Space is defined by the presence of certain limits, walls or graphic signs, whether horizontal or vertical: physical or perceptive barriers which allow us to identify the area in which we find ourselves. This aspect is practically taken for granted by designers, but hard for the majority of people to understand, in that the space we live in is the effect obtained by building barriers capable of expressing a place’s character. This is an operation which is subjectively interpreted through different compositional choices.In actual fact there are different theories about the design of interior spaces, expressed for instance in forms of architecture that deconstruct space to make it fluid and others which make calibrated use of boundaries to give rooms a geometric identity, to mention only the two opposite extremes. Speaking in terms of opposites, then, we have on the one hand a perception linked with the marvel of the new, and on the other the enjoyment of orientation.

These two approaches also affect our historical or anti-historical recognition of living spaces. Without declaring ourselves to be in favour of one or the other, the interesting thing to look at here is the relationship created between history or anti-history and place. Fluid, deconstructed, self-referential spaces deny the context in which they are inserted and reveal it by standing out from it, declaring themselves in favour of anti-history, while the geometric multi-referential spaces of orientation incorporate location and ensure that it is perceived through programmed perspectives, declaring their historical continuity. It therefore becomes clear that the theoretical predilection underlying an interior design project involves not only the construction, but the context in which it is built, expressing in this relationship a choice linked with the notion of taste and its position in relation to history.

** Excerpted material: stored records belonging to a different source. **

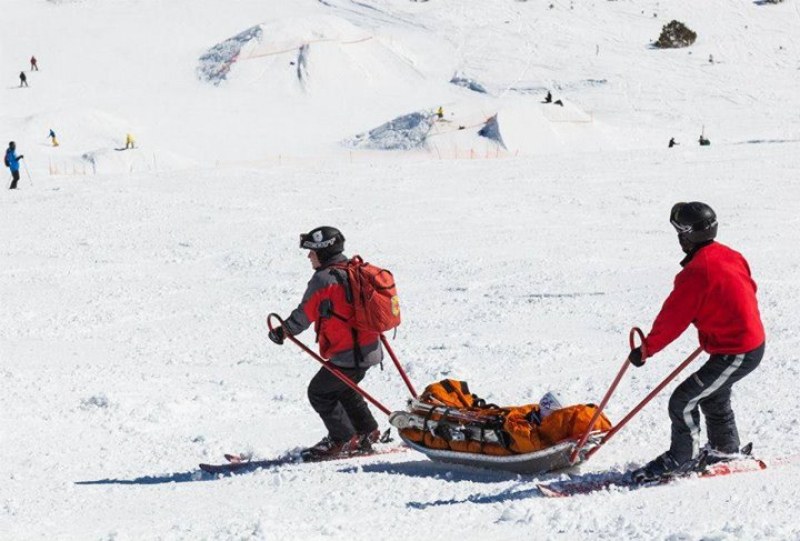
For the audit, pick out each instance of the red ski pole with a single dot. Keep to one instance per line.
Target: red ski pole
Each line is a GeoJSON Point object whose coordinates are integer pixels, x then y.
{"type": "Point", "coordinates": [403, 375]}
{"type": "Point", "coordinates": [328, 366]}
{"type": "Point", "coordinates": [574, 455]}
{"type": "Point", "coordinates": [647, 399]}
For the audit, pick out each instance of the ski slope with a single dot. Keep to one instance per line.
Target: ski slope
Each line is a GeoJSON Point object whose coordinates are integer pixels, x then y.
{"type": "Point", "coordinates": [132, 304]}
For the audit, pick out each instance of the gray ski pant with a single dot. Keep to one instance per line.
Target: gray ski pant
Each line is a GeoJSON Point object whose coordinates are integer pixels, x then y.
{"type": "Point", "coordinates": [709, 390]}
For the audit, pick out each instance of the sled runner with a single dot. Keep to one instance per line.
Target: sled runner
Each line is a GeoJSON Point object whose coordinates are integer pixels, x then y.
{"type": "Point", "coordinates": [553, 458]}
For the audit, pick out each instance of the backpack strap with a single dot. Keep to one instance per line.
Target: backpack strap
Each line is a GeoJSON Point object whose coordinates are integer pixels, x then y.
{"type": "Point", "coordinates": [358, 355]}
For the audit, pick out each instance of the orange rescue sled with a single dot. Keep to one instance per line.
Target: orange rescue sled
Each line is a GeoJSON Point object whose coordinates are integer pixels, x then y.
{"type": "Point", "coordinates": [448, 423]}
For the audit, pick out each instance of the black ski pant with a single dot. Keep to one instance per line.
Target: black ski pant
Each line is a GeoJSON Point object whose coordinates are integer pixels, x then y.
{"type": "Point", "coordinates": [709, 390]}
{"type": "Point", "coordinates": [344, 411]}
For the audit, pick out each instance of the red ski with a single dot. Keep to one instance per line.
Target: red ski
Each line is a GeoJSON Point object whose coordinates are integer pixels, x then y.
{"type": "Point", "coordinates": [238, 464]}
{"type": "Point", "coordinates": [622, 480]}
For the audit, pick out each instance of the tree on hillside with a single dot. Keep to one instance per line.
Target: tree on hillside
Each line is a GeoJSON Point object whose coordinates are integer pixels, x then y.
{"type": "Point", "coordinates": [675, 35]}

Shifting downscale, we come to the world of objects, the mobile or semi-mobile elements that complete interiors and make them comfortable. These elements come to living places which are already rich with their own aesthetic and their own relational significances, laden with a taste that is linked with the industry that produced them and the designer who created them. Interior architecture must in any case be completed by these objects to be usable, for we could not have a hall without surfaces and wall coverings or a public space without lights and chairs, to take only a couple of examples; and so we must add objects designed by designers to the spaces designed by architects. Both are full of taste, which must be amalgamated, forming relationships.

This is the marriage on which we base, in conclusion, one of the basic rules qualifying interior architecture: taste is expressed by the sum total of the relationships established between the sensibilities involved in designing objects and those involved in designing spaces. It is through this assumption that this discipline manages to express itself.